The second part is about the often purposefully-ignored idea of informed consent among the mentally ill, and how alternative therapies are helping them.

That our politics, within homes and at hospitals, should focus on individual empowerment does not mean injustices based on social or gender identities do not exist, or that we must do nothing to correct them from that perspective.

Read Prateek Sharma’s solid primer on how patriarchy and gender roles add to the mental health woes of Indian women, which comes along with a video on testimonies and perspectives.

Research and experience has shown that if mental illnesses are caught early on, usually during the adolescence period of a child, the treatment could show very good results.
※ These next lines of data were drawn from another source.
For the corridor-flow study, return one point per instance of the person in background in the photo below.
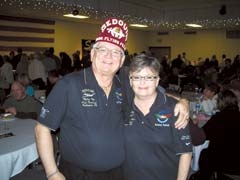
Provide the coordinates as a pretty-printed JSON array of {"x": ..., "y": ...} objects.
[
  {"x": 26, "y": 82},
  {"x": 37, "y": 72},
  {"x": 235, "y": 88},
  {"x": 16, "y": 58},
  {"x": 22, "y": 66},
  {"x": 222, "y": 154},
  {"x": 20, "y": 104},
  {"x": 87, "y": 108},
  {"x": 6, "y": 75},
  {"x": 53, "y": 77},
  {"x": 208, "y": 101},
  {"x": 155, "y": 149}
]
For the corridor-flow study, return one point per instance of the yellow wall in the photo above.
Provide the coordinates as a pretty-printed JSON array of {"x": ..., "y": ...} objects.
[
  {"x": 203, "y": 44},
  {"x": 68, "y": 36}
]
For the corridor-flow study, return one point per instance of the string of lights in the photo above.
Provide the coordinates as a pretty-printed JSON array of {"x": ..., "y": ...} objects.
[{"x": 60, "y": 7}]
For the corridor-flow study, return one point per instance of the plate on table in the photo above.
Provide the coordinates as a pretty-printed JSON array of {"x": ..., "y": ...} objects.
[{"x": 7, "y": 117}]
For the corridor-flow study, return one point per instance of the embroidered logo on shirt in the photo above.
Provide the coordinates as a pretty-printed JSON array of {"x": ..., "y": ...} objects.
[
  {"x": 88, "y": 98},
  {"x": 119, "y": 96},
  {"x": 162, "y": 118},
  {"x": 44, "y": 112},
  {"x": 131, "y": 119}
]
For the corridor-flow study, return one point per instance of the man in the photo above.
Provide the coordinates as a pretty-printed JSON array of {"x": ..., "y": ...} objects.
[
  {"x": 20, "y": 104},
  {"x": 87, "y": 107}
]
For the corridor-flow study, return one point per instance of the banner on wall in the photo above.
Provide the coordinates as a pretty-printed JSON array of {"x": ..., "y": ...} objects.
[{"x": 87, "y": 46}]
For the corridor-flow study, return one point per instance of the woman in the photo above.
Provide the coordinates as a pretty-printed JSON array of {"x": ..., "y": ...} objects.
[
  {"x": 155, "y": 149},
  {"x": 222, "y": 129}
]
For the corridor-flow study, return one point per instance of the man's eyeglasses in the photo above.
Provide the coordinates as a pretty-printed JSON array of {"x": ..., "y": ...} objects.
[
  {"x": 145, "y": 78},
  {"x": 104, "y": 51}
]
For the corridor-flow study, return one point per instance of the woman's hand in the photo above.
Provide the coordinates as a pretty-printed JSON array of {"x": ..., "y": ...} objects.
[{"x": 182, "y": 111}]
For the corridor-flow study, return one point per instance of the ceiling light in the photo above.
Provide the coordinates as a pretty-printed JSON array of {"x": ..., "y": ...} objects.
[
  {"x": 76, "y": 16},
  {"x": 138, "y": 25},
  {"x": 193, "y": 25}
]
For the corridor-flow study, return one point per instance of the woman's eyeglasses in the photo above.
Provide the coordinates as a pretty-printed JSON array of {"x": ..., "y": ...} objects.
[
  {"x": 145, "y": 78},
  {"x": 104, "y": 51}
]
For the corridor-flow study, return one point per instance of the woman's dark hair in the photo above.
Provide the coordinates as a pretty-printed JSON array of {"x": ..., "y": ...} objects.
[
  {"x": 226, "y": 98},
  {"x": 141, "y": 61}
]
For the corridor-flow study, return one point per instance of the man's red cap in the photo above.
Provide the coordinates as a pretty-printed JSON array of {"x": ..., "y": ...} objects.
[{"x": 114, "y": 31}]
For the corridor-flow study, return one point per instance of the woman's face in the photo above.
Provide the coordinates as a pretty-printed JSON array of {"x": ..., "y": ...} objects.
[{"x": 144, "y": 82}]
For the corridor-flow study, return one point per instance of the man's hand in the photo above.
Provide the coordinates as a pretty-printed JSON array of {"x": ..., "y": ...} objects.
[
  {"x": 11, "y": 110},
  {"x": 182, "y": 111}
]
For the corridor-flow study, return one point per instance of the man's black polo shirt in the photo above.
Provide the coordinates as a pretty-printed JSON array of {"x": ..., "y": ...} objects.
[{"x": 91, "y": 125}]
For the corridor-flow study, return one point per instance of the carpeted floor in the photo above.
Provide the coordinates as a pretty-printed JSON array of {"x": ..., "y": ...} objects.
[{"x": 36, "y": 173}]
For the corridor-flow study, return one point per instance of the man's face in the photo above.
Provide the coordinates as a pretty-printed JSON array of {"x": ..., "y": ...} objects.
[
  {"x": 107, "y": 58},
  {"x": 18, "y": 91}
]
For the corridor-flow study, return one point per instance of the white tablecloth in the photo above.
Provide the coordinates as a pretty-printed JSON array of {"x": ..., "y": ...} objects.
[{"x": 18, "y": 151}]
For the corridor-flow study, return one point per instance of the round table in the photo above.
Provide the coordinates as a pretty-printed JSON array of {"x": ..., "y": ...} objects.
[{"x": 19, "y": 150}]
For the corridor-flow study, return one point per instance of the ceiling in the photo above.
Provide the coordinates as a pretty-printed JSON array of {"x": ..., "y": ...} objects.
[{"x": 161, "y": 15}]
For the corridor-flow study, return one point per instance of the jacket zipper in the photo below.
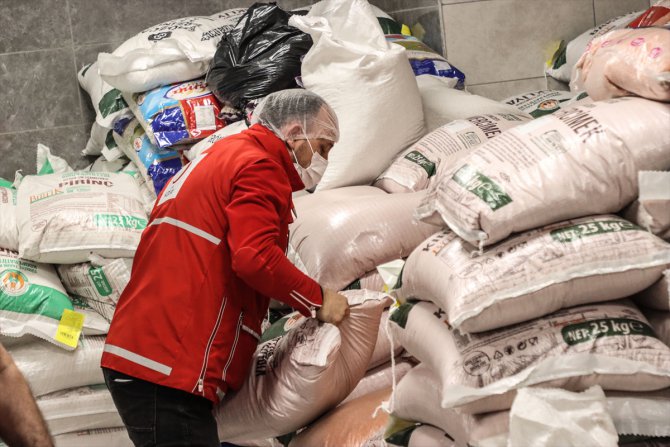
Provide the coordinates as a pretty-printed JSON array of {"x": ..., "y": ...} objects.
[
  {"x": 200, "y": 385},
  {"x": 232, "y": 350}
]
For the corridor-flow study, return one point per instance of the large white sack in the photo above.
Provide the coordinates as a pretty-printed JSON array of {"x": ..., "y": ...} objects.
[
  {"x": 383, "y": 352},
  {"x": 77, "y": 409},
  {"x": 659, "y": 320},
  {"x": 608, "y": 344},
  {"x": 577, "y": 162},
  {"x": 296, "y": 377},
  {"x": 658, "y": 295},
  {"x": 173, "y": 51},
  {"x": 107, "y": 437},
  {"x": 546, "y": 102},
  {"x": 566, "y": 58},
  {"x": 9, "y": 232},
  {"x": 341, "y": 234},
  {"x": 553, "y": 417},
  {"x": 63, "y": 218},
  {"x": 379, "y": 378},
  {"x": 100, "y": 285},
  {"x": 48, "y": 368},
  {"x": 532, "y": 274},
  {"x": 651, "y": 210},
  {"x": 417, "y": 399},
  {"x": 355, "y": 423},
  {"x": 108, "y": 102},
  {"x": 369, "y": 84},
  {"x": 443, "y": 104},
  {"x": 416, "y": 166},
  {"x": 32, "y": 299}
]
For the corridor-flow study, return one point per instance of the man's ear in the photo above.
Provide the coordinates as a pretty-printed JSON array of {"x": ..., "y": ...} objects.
[{"x": 292, "y": 131}]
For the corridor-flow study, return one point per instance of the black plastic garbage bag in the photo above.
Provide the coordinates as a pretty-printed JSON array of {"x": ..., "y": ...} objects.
[{"x": 260, "y": 55}]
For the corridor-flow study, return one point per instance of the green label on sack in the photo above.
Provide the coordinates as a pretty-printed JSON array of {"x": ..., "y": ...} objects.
[
  {"x": 356, "y": 285},
  {"x": 117, "y": 221},
  {"x": 420, "y": 159},
  {"x": 110, "y": 142},
  {"x": 400, "y": 315},
  {"x": 575, "y": 232},
  {"x": 18, "y": 294},
  {"x": 590, "y": 330},
  {"x": 111, "y": 102},
  {"x": 100, "y": 281},
  {"x": 482, "y": 186}
]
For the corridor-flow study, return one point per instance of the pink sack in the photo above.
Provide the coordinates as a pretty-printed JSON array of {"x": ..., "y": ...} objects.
[{"x": 626, "y": 62}]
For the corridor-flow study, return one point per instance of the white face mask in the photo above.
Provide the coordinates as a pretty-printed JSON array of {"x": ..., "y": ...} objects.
[{"x": 311, "y": 175}]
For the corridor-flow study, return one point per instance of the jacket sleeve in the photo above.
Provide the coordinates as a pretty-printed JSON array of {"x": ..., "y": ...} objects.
[{"x": 253, "y": 215}]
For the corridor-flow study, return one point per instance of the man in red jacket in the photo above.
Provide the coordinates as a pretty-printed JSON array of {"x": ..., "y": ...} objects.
[{"x": 210, "y": 259}]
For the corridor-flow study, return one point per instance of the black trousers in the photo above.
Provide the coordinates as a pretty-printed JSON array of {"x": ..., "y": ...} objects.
[{"x": 155, "y": 415}]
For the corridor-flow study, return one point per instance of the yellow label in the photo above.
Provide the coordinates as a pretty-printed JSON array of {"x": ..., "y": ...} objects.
[
  {"x": 549, "y": 50},
  {"x": 69, "y": 328}
]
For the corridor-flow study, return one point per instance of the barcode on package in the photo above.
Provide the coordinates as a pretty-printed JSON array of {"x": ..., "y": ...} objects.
[{"x": 205, "y": 118}]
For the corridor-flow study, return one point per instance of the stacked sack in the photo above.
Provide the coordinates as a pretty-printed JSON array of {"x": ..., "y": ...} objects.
[
  {"x": 535, "y": 282},
  {"x": 67, "y": 239}
]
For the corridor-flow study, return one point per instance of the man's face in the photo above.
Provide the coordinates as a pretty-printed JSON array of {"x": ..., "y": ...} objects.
[{"x": 303, "y": 152}]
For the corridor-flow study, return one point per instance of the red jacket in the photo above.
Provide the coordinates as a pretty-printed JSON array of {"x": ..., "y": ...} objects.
[{"x": 208, "y": 262}]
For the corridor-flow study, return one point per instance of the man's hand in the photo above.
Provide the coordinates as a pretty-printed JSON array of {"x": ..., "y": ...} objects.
[
  {"x": 21, "y": 422},
  {"x": 335, "y": 307}
]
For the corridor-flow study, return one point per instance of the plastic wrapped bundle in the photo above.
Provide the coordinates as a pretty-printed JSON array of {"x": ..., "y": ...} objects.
[
  {"x": 341, "y": 234},
  {"x": 297, "y": 376},
  {"x": 626, "y": 62},
  {"x": 259, "y": 56}
]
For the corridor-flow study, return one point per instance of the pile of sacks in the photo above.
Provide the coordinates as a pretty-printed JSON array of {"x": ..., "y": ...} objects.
[
  {"x": 540, "y": 311},
  {"x": 516, "y": 271},
  {"x": 67, "y": 238}
]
Yet, adolescence is the period where our children face the most trauma, and the experiences of the child during this period worsens their illnesses.

Read Prateek’s piece on the mental health of children forced labour and how it is ignored, and another one on how caregivers can be better informed and sensitive.

Biases born out of class and caste run as an undercurrent through all the stories, and while we have touched upon them, the scope of our future work lies in exploring them further and in more detail.

Through our first set of stories, we have been able to demonstrate the need for individual empowerment, and nuanced, evidence-based medical and social policy for better mental health, exactly what we lack at the moment.